Unfortunately, free gifts of toolbars, browser extensions, changes to your system and bloatware are the ‘new black’, and have been adopted by many software companies that have free versions of their products, as I have found last week, having to spend hours restoring my system after one careless download. Now IOBit Malware Fighter reminds me with every reboot that there is a new version and directs me to CNET (or download.com which is the same thing), and there is no way to download it pure. Oh yes, the ‘new version’ every week is another trick to tempt you to upgrade to a paid version, and to shower those free gifts on ya.
What do you have against paying people for their hard work?
Spy-bot for home users. They had been free for a decade and last year decided their work was commercially viable. I used their free version for years and donated $25 each year.
They now have an enterprise grade product with several nifty tools and I think the commercial version is $20 Per computer.
Get the free version for now, if you don’t have the money.
You will need to set certain featured such as when to scan, when to update, sites you want blocked, etc.
Same is true for all AV progs.
F-prot for home users. This product is used by most of the Fortune 500 and many ISP’s. I believe they have a free version. The paid version is $50 and covers up to 5 PC’s.
Malwarebytes for home users. You will need this if you ever get a virus.

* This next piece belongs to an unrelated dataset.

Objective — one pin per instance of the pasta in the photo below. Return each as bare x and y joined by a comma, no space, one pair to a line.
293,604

CCleaner. We’ll discuss at appropriate time.
Drop all these onto a thumb drive. If an virus, scareware or other rogue orogram leeches onto your PC, you will want access to the programs outside your hard drive.
Whatever you decide DO NOT choose Norton or Symantec.

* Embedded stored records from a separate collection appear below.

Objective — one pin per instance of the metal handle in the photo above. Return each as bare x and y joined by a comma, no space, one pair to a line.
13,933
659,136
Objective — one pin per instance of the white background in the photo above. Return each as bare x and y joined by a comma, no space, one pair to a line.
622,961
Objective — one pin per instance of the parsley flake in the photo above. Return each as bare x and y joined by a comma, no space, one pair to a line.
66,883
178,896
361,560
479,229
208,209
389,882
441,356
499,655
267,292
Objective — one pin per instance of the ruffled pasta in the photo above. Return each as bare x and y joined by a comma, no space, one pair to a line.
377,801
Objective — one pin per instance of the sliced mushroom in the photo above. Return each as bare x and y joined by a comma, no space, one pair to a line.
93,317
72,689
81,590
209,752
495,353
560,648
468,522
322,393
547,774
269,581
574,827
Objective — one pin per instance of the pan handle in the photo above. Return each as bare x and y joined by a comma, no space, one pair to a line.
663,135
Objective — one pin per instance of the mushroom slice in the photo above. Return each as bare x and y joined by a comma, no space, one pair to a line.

They are resource hogs and crap programs. The only reason they are so succesful is the are excellent at managing channel partners.

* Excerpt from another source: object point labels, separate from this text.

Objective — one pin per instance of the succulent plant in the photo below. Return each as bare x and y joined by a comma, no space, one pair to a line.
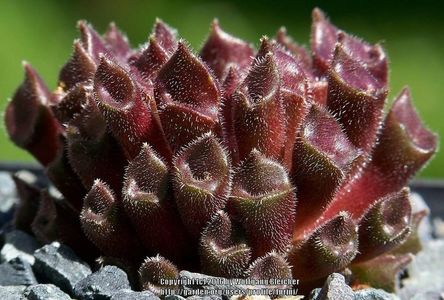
233,162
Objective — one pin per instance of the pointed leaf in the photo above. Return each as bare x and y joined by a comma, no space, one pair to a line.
221,51
353,92
381,272
221,253
201,179
322,157
404,146
263,201
300,53
386,225
29,120
323,41
90,144
257,111
104,225
270,266
328,249
127,110
148,204
188,98
165,35
151,60
154,271
72,103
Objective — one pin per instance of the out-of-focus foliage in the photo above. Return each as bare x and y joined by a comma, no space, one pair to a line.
38,31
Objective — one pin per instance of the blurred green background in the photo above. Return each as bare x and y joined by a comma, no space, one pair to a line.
42,32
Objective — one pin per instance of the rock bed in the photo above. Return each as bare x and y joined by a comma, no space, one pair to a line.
29,270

Other than that, their stuff sucks when stacked against most others.
Dang man. You’re just cold.
LOL
You do speak the truth.
I use Avast. It’s kept me virus-free for over a decade, and I go into some sketchy areas of the Internet.
I definitely would not run more than one anti-virus software at a time. That’s just asking for trouble with them stepping all over each other.
Avast will try and sell you a paid version, but their free version is completely sufficient, in my experience. Also, it’s good to go in and disable most sound notifications for updates and such, and just have it notify you in case of an actual threat.
I’ve been an IT professional for 17 years. There are other fine products that work, but Avast has been my favorite since I found it.
Avast.
I’ve had the best luck with AVG.
I also have AVG but I use it on my desktops since I use those more often and my AVG licenses are shared between myself and my daughter.
I just tried out SUPERAntiSpyware earlier today, and you are quite correct, it flushed out some tracking cookies that Malwarebytes never found.
I’m questioning the value of Malwarebytes right now. I ran it earlier today, and it found what it claimed was a virus (actually adware) called “PUP.Optional.InstallCore.A” I deleted it, Malwarebytes said it was gone, but I scanned again and it was still there.
I googled it, and found numerous sites offering dire warnings about what it could do, and advice on how to get rid of it. Most of those sites appeared to have similar or identical content, and wanted me to download a “removal tool” which turned out to be a trial version of an anti-malware program called Spy Hunter. It found loads of “problems”, but it wanted money before it would delete anything.
The manual deletion methods I have seen are so vague that it’s not clear what you’re supposed to do.
SUPERAntiSpyware doesn’t find it.
One site that seemed legitimate even suggested this was one of the “gifts” that Cnet gives you, though I know that’s not where I got it from.
Has anyone else encountered this problem?